One of the most common argumentative exchanges one hears and reads about relates to the backline of the German Shepherd Show Dog. Is it straight, is it curved, is straight better than curved, and within those parameters, what is the best backline for a trotting dog anyway?
In these exchanges, a number of thoughts I have had are;
- How many people putting forward their arguments actually understand the anatomy of the canine spine and its relationship to the withers, croup and locomotion?
- In the context of the back, how many understand the difference between straight, sloping, level, strong and weak?
The following photo is a typical example of what one sees on FB. The comment one reads is that the photo demonstrates the optimum backline for a trotting canidae, and in a tone of authority it is stated what you see in the photo represents a straight back - inevitably, just like their German Shepherd Dogs back!
There is no argument that 'in terms of endurance' there is no adult domestic dog, never mind a German Shepherd Show Dog, that can out-trot, out endure, a healthy Gray Wolf, but as to whether what is seen in the Gray Wolf topline constitutes a 'straight back' is another matter.
Not withstanding evolution designed the Gray Wolfs backline and that the Gray Wolf is one of the planets greatest endurance trotting canidae, whilst the lumbar back is straight, the full back, the section that spans between the lower part of the withers and commencement of the croup, the pin bones, is slightly concave.
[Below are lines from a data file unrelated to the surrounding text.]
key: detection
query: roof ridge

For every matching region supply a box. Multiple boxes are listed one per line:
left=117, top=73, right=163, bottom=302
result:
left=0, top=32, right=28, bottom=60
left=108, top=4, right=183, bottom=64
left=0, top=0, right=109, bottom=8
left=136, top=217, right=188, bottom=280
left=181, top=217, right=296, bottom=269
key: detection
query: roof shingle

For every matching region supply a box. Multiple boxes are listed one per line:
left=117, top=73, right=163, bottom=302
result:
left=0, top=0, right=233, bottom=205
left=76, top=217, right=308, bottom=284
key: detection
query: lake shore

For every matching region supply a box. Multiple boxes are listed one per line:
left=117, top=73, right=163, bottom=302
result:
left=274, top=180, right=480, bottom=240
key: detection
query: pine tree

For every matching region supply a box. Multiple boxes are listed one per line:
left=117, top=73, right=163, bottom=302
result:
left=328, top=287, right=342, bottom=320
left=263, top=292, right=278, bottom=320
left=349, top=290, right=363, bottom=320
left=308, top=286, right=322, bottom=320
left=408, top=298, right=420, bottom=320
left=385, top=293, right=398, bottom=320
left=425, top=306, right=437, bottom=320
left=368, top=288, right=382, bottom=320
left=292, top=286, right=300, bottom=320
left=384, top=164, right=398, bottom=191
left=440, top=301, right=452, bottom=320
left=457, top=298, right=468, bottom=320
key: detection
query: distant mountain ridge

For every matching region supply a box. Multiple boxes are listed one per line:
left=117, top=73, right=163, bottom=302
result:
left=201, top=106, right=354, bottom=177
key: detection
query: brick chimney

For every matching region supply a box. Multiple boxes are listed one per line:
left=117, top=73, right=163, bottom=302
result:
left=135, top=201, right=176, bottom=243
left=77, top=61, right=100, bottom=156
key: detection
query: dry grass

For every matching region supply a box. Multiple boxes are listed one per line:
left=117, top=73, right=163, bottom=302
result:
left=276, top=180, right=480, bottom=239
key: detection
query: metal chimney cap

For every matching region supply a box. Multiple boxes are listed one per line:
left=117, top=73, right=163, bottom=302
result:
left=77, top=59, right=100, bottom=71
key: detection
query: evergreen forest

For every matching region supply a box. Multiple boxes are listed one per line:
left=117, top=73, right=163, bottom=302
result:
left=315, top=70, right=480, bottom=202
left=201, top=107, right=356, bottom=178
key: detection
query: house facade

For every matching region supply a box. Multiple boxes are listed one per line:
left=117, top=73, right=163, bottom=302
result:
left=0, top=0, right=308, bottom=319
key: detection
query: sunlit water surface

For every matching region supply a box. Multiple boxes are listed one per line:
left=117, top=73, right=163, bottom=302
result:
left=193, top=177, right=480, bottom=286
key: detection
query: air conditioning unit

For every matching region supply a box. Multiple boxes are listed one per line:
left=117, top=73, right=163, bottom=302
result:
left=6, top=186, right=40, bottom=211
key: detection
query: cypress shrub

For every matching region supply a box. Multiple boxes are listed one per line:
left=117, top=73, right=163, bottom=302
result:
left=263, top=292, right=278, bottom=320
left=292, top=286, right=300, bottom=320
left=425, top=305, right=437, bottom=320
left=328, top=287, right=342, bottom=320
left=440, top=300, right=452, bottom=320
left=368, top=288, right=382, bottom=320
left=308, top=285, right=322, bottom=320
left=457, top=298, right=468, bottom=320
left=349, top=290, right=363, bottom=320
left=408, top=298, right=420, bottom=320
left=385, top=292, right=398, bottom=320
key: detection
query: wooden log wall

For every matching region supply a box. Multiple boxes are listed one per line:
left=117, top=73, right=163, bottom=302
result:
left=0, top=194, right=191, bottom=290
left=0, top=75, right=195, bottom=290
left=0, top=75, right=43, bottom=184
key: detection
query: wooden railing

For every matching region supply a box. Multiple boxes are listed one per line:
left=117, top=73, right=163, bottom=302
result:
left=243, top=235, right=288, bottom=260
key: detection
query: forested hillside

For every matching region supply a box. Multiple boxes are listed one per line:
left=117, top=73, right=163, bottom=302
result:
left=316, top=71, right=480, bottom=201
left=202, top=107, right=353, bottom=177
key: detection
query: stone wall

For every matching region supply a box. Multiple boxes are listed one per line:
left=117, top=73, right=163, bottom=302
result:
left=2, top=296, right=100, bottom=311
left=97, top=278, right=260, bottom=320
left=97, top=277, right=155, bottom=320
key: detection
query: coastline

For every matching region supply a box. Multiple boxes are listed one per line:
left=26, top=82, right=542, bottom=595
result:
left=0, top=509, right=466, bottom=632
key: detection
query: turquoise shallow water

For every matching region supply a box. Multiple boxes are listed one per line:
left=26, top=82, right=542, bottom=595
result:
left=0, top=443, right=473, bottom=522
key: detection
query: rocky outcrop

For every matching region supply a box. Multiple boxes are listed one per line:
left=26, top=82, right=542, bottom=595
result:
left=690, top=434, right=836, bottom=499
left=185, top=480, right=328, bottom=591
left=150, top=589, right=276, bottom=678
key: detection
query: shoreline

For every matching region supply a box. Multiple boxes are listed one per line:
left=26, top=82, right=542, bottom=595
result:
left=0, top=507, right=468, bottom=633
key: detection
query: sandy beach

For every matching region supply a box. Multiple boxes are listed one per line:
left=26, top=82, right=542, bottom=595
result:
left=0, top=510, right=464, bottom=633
In more specific terms, the anticlinal region of the back, the more forward part of the spine consisting of both thoracic and lumbar vertebrae has a perceptible hollow.
As this post relates to comparisons to the German Shepherd Dogs backline, I also add, the back on the Gray Wolf slopes downwards from the rump to the base of the withers, in comparative terms, the Gray Wolf, like approx. 70% of all pedigree dogs, including most working dogs, is overbuilt in the hindquarter - surprised?!
Is this is a 'straight back'? It's not (and I have seen African Painted Dogs in the flesh), its slightly convex, the anticlinal region is higher than the withers and croup and I suspect from my personal observation the tops of the dorsal spinal processes within the withers are higher than in the Gray Wolf, but that's another story!
The point of my post is this;
As I said in my preface, the standard for the German Shepherd Dog states very clearly the back, withers to croup, should be straight and slightly sloping and whilst one might wish to debate the definition of 'slightly sloping', the backline that most closely reflects the words of the SV German Shepherd Dog standard is seen in the introductory photo - diagram.
I wish to make it very clear; I am not criticising the backline of the Gray Wolf nor any wild canidae, nor am I suggesting their backlines could be improved upon, to do so would be the epitome of ignorance and arrogance, in the context of function and purpose their backlines are obviously highly efficient. What I am saying is this; A straight, and I mean straight not curved, slightly sloping backline as seen in the German Shepherd Dog in the opening photo/diagram is a very good example of the SV standards requirement for the backline of the German Shepherd Dog and that this photo/diagram demonstrates what a straight sloping backline looks like. To use a Gray Wolf or any wild canidae to demonstrate what a German Shepherd Dogs backline should look like and to use them to demonstrate what a straight back looks like is very wrong, why not apply this to say a Borzoi or Bulldog? Apples for apples and oranges for oranges as they say!